[crazygringo]

Well, that was trivially easy to disprove with a little jiggling of numbers in the console:

  Math.abs(1.8 - (0.1 + 0.2 + 0.9 + 0.6)) < Number.EPSILON

returns false.

Also, you generally really shouldn't be implementing any currency logic using floating point numbers, yikes. Stick to integers that represent the value in cents, or tenths of cents, or similar. Or, even better, a DECIMAL data type if your platform supports it.

I genuinely hope you've never written financial software that judges if the results of two calculations are equal via the method you've described.

[29athrowaway]

I never said you should use floating-point numbers for currency. I said that if you are not aware of the shortcomings of floating-point numbers (the only numeric type in JavaScript, not counting workarounds like typed arrays) you should not be working with values representing currencies until you do.

Fixed-point numbers (aka "decimal" type in Java, C# and others) are the preferred way to deal with this problem as I mentioned in this same discussion hours ago.

Now, in the example you presented, you have a round-off error amplication problem where the round-off error grows larger than the epsilon. You can avoid that using the Kahan summation algorithm.

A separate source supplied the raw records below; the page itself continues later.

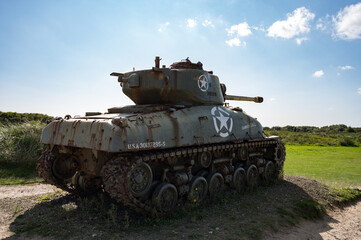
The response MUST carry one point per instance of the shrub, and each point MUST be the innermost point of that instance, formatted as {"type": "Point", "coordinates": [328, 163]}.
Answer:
{"type": "Point", "coordinates": [20, 142]}
{"type": "Point", "coordinates": [348, 142]}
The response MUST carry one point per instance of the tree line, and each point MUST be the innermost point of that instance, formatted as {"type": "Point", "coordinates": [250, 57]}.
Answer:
{"type": "Point", "coordinates": [14, 117]}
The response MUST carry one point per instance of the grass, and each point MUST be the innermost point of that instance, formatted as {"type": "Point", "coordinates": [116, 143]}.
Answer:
{"type": "Point", "coordinates": [334, 166]}
{"type": "Point", "coordinates": [12, 173]}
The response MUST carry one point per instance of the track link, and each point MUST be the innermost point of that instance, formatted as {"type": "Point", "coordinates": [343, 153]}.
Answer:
{"type": "Point", "coordinates": [116, 172]}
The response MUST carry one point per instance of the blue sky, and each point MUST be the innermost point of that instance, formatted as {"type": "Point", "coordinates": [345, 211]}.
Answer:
{"type": "Point", "coordinates": [303, 57]}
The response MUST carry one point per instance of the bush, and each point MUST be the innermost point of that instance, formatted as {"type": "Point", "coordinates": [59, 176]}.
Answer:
{"type": "Point", "coordinates": [347, 142]}
{"type": "Point", "coordinates": [20, 142]}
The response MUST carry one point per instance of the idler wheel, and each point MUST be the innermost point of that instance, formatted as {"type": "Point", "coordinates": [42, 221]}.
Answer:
{"type": "Point", "coordinates": [165, 197]}
{"type": "Point", "coordinates": [252, 177]}
{"type": "Point", "coordinates": [215, 184]}
{"type": "Point", "coordinates": [239, 179]}
{"type": "Point", "coordinates": [205, 159]}
{"type": "Point", "coordinates": [270, 172]}
{"type": "Point", "coordinates": [279, 151]}
{"type": "Point", "coordinates": [140, 179]}
{"type": "Point", "coordinates": [198, 190]}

https://en.wikipedia.org/wiki/Kahan_summation_algorithm

    const arr = [0.1, 0.2, 0.9, 0.6];
    let sum = 0.0;
    let c = 0.0;
    for(let i = 0, l = arr.length; i < l; i++) {
        y = arr[i] - c;
        t = sum + y;
        c = (t - sum) - y;
        sum = t;
    }

Now you evaluate sum, and it's 1.8 as expected.

[29athrowaway]

^ And of course a comment mentioning the correct way of doing things got downvoted.